Alexandre Romanès est, parmi le peuple tsigane qui n'écrit pas et ne lit guère, une sorte de prodige. Il en a conscience, et non sans humour : "Un paysan offre son champ aux Gitans pour passer l'hiver, raconte-t-il. Le village passe de trois cents habitants à six cents. Les commerçants [...] se frottent les mains. Sauf le libraire. » Sa carrière littéraire est étonnante, initiée chez Gallimard par Jean Grosjean, aujourd'hui "parrainée" par ses amis Christian Bobin et Lydie Dattas (préfacière du présent recueil) ou Guy Goffette. Jusqu'ici, Alexandre Romanès avait publié deux beaux recueils de poèmes tout empreints de spiritualité, Paroles perdues, en 2004, et Sur l'épaule de l'ange, en 2010.
Aujourd'hui, il change un peu de registre. Moins spirituel, plus familier, plus actuel aussi. Romanès se fait l'ambassadeur des Tsiganes, Gitans, Roms et autres tribus auprès des gadjos que nous sommes. Expliquant tranquillement les moeurs et les coutumes de peuples qui, souvent méconnus, inquiètent et font peur, voire provoquent de violentes réactions de rejet. "Aux yeux des sédentaires, nous sommes toujours des voleurs de poules ! » dit Romanès. Il nous accueille au coin de son feu, dans son cirque, et nous invite à écouter les gens de sa tribu qui, à défaut de savoir écrire, savent drôlement bien parler et raconter. Les Anciens surtout.
Un peuple de promeneurs, livre inclassable, livre métis, où se mêlent haïkus, anecdotes, aphorismes, et même quelques people, comme Jean Genet ou Yehudi Menuhin, est avant tout un livre intime. Où le Christ est toujours présent au détour d'une page, d'une histoire.

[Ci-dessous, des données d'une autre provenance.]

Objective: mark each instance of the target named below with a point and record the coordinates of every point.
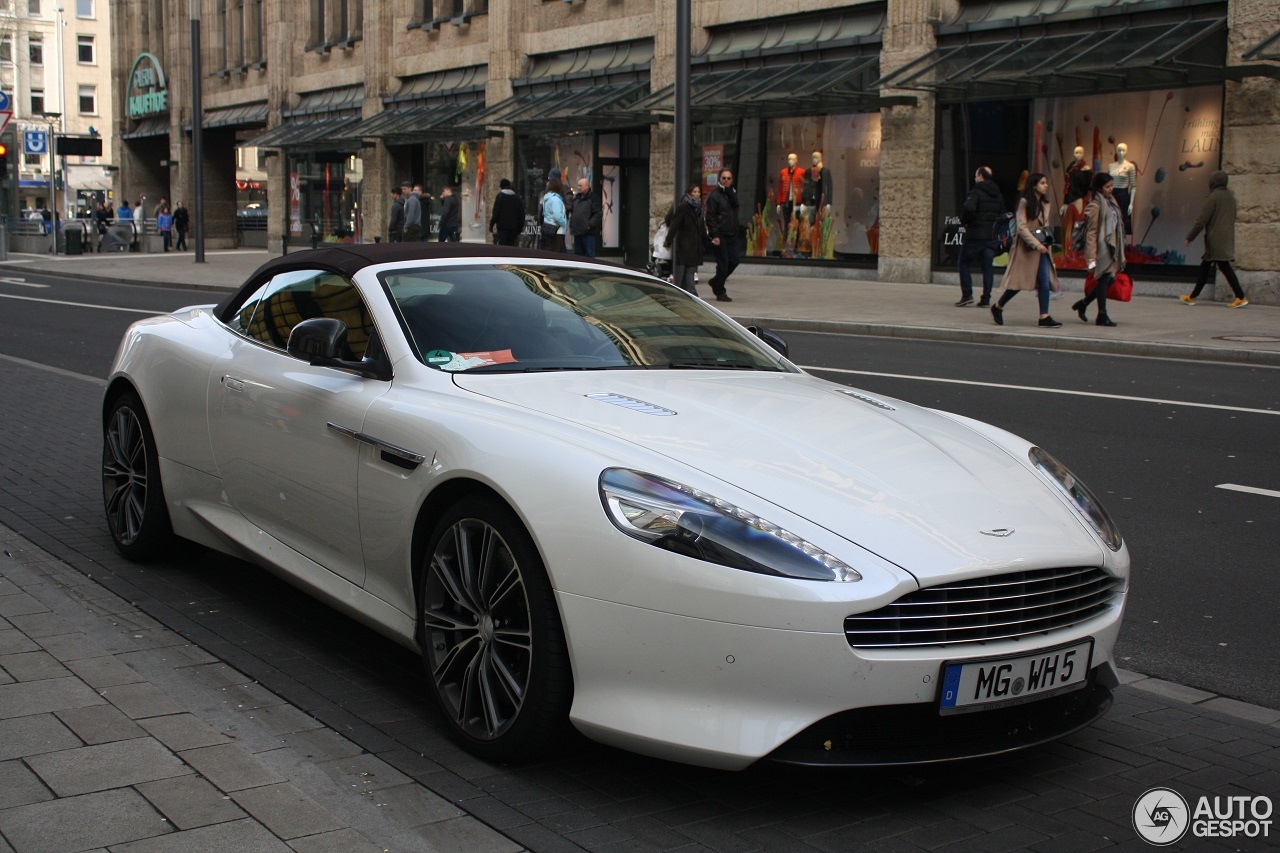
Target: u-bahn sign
(147, 92)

Un jour, Romanès a une "altercation un peu vive » avec un gars qui fume un gros cigare, et lui dit, croyant l'humilier : "Je ne peux imaginer le Christ avec un cigare. » "Moi, je peux l'imaginer, répond l'autre, d'ailleurs ça lui irait très bien. » Un livre décalé, très proche de l'univers de Chagall, lequel aurait pu être un Tsigane.